我非常擅长网络抓取,而且我目前正在尝试将Scrapy应用到我正在研究的Tensorflow项目中,但由于某些原因,Scrapy没有给我任何结果。我相信在提取图像或标题本身的实际链接时,我做错了。我偶然发现了一个从imgur中提取图像的例子,这是我目前正在使用的图像。
Items.py
import scrapy
class ImgurItem(scrapy.Item):
title = scrapy.Field()
image_urls = scrapy.Field()
images = scrapy.Field()
settings.py
BOT_NAME = 'imgur'
SPIDER_MODULES = ['imgur.spiders']
NEWSPIDER_MODULE = 'imgur.spiders'
ITEM_PIPELINES = {'imgur.pipelines.ImgurPipeline': 1}
IMAGES_STORE = 'I:\ScrapySpiders\imgur\imgur\Images'
ROBOTSTXT_OBEY = False
imgur_spider.py
import scrapy
from scrapy.contrib.spiders import Rule, CrawlSpider
from scrapy.contrib.linkextractors import LinkExtractor
from imgur.items import ImgurItem
class ImgurSpider(CrawlSpider):
name = 'imgur'
allowed_domains = ['imgur.com']
start_urls = ['http://www.imgur.com']
rules = [Rule(LinkExtractor(allow=['/gallery/.*']), 'parse_imgur')]
def parse_imgur(self, response):
image = ImgurItem()
image['title'] = response.xpath("//h1[@class='post-title']/text()").extract()
rel = response.xpath("//img/@src").extract()
image['image_urls'] = ['http:'+rel[0]]
return image
pipelines.py
import scrapy
from scrapy.contrib.pipeline.images import ImagesPipeline
class ImgurPipeline(ImagesPipeline):
def set_filename(self, response):
#add a regex here to check the title is valid for a filename.
return 'full/{0}.jpg'.format(response.meta['title'][0])
def get_media_requests(self, item, info):
for image_url in item['image_urls']:
yield scrapy.Request(image_url, meta={'title': item['title']})
def get_images(self, response, request, info):
for key, image, buf in super(ImgurPipeline, self).get_images(response, request, info):
key = self.set_filename(response)
yield key, image, buf
更新的错误日志:
Traceback (most recent call last):
File "c:\users\tomas\appdata\local\programs\python\python35\lib\site-packages\scrapy\pipelines\files.py", line 356, in media_downloaded
checksum = self.file_downloaded(response, request, info)
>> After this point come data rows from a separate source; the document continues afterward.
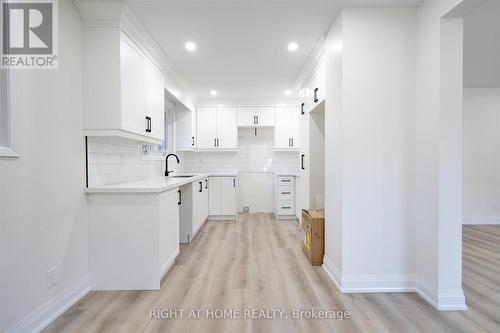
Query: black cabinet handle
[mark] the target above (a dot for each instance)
(148, 124)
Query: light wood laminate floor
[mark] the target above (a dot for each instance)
(257, 263)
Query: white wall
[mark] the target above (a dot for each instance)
(43, 207)
(375, 145)
(438, 176)
(333, 151)
(481, 156)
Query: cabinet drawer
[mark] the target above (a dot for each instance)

File "c:\users\tomas\appdata\local\programs\python\python35\lib\site-packages\scrapy\pipelines\images.py", line 98, in file_downloaded
return self.image_downloaded(response, request, info)
File "c:\users\tomas\appdata\local\programs\python\python35\lib\site-packages\scrapy\pipelines\images.py", line 102, in image_downloaded
for path, image, buf in self.get_images(response, request, info):
File "I:\ScrapySpiders\imgur\imgur\pipelines.py", line 24, in get_images
key = self.set_filename(response)
File "I:\ScrapySpiders\imgur\imgur\pipelines.py", line 16, in set_filename
return 'full/{0}.jpg'.format(response.meta['title'][0])
IndexError: list index out of range
2017-11-19 22:11:26 [scrapy.core.scraper] DEBUG: Scraped from <200 https://imgur.com/gallery/pKsYl>
{'image_urls': ['http://i.imgur.com/YEQb03D.jpg'], 'images': [], 'title': []}
2017-11-19 22:11:26 [scrapy.core.engine] DEBUG: Crawled (200) <GET https://imgur.com/gallery/R6eQD> (referer: None)
2017-11-19 22:11:26 [scrapy.core.scraper] DEBUG: Scraped from <200 https://imgur.com/gallery/QrKeE>
{'image_urls': ['http://i.imgur.com/OpDDRWr.png'], 'images': [], 'title': []}
2017-11-19 22:11:26 [scrapy.core.scraper] DEBUG: Scraped from <200 https://imgur.com/gallery/JKz3U>
{'image_urls': ['http://i.imgur.com/VChqgP9r.jpg'], 'images': [], 'title': []}
{'image_urls': ['http://i.imgur.com/m9Cq6B1.png'], 'title': []}
2017-11-19 22:11:27 [scrapy.core.engine] DEBUG: Crawled (200) <GET http://i.imgur.com/m9Cq6B1.png> (referer: None)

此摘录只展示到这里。